I'm sure you've all seen the movies, "Equity", "The Big Short", "Trading Places", "The Wolf of Wall Street", and "American Psycho"- all of them detailing the life on Wall Street. A big proponent of Wall Street is buying and selling stocks. Having personally invested in the stock market and taking genuine interest in fiance, here are some tips and rules to keep in mind:


  1. As John Huntsman Sr. says, "Buy low, sell high
    • Sounds easy, right? The main reason why people delve into the stock market is to make profit. Yes, it's all about that money, 'bout that money, 'bout that money (sing it to Meghan Trainor's "All About That Bass")
    • You always want to make profit, so you need to keep that goal in mind
    • Don't always assume that if you buy high, you will sell for even higher
  2. Buy at IPO and sell at least half within a week or two weeks.
    • A good example of this is Snap Inc., the company behind Snapchat.
    • They had in IPO of $17 when they started and that rose to $24 and eventually to $26.02
    • Within about five days, the value started dropping. 
    • If you had sold at least half of them you may have made profit, or at least broke even.
  3. Technology is where it's at
    • Literally. All of the tech companies or 'progressive' companies as I call them are best to be invested in. 
    • E-commerce is something to watch out for. The rise of Amazon is the perfect example.You never know what these companies will expand to. Heck, Amazon was an online book marketplace, and not they make the Alexa, Kindle Fire, Prime Video, etc.
    • Tesla is also a good example. A couple of years ago it was kind of staggering. Now, it's soaring, especially with all of the Model 3's in production. 

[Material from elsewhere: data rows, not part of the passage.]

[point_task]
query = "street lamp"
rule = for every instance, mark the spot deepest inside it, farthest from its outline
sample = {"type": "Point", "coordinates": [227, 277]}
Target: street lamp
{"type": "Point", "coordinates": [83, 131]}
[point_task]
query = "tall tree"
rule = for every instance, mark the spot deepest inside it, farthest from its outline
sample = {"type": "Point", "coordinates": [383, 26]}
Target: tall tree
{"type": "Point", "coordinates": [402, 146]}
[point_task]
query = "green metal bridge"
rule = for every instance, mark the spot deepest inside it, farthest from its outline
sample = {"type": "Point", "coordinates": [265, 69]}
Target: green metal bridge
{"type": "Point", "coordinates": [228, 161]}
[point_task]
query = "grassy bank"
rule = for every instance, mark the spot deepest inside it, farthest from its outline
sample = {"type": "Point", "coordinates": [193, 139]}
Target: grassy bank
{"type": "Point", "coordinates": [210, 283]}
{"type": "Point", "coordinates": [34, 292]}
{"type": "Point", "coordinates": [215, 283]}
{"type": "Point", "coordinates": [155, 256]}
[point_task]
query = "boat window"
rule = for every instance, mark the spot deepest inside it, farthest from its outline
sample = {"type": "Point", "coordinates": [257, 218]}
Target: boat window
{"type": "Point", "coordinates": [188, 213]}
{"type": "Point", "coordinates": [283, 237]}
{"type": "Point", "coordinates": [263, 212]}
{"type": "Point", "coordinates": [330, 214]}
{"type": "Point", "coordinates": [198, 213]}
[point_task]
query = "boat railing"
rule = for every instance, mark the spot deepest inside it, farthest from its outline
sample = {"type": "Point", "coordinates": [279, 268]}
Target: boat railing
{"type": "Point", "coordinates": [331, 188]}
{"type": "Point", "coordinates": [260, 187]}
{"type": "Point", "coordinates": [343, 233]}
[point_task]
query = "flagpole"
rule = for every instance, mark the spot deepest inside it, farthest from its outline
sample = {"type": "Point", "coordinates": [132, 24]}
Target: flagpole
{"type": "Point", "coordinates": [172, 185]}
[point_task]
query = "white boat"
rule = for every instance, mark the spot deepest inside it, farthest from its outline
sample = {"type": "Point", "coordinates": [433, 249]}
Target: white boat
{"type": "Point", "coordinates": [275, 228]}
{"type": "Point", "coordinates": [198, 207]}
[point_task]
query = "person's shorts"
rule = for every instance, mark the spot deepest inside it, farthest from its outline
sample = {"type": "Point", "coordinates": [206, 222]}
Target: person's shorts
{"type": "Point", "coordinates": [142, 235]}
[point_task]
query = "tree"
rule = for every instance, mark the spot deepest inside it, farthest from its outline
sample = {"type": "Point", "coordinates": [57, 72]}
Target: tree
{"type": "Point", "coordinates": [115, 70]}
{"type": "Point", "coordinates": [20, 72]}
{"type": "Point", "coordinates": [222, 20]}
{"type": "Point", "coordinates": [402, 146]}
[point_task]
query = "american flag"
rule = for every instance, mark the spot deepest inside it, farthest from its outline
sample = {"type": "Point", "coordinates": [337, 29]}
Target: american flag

    • Nvidia is another clean example. 
  4. Don't spread yourself thin
    • Don't try to dabble a little bit in every company. 
    • Stick with a couple of companies and buy a fair amount of shares
  5. Never second guess yourself
    • What you chose is what you chose. Don't act like "I should've..."
  6. If high-level executives leave a company or there is a merger/acquisition, stay away.
    • There's usually some problem because why would a high level individual leave?
    • The value will move up and down and won't be stable when a merger happens. 
  7. Pay attention to the news and t.v. 
    • There will usually be reports or something that may affect the market fora certain industry. 
    • Look at Venezuela. It's a mess right now and since they control much of the oil industry, oil prices are unstable and companies like ExxonMobile or BP have unstable prices and can dip or rise a lot.
  8. Be patient
    • Don't give up just because a stock starts dipping for a few days. Wait about a week or so and if it still falls, you should pull out.
  9. Don't trust 'damaged' companies
    • Companies like Sears/KMart are going bankrupt soon and it's not worth it to invest, because in this case the downfall was predicted and we have all seen it.
    • The probability of greater returns is close to none.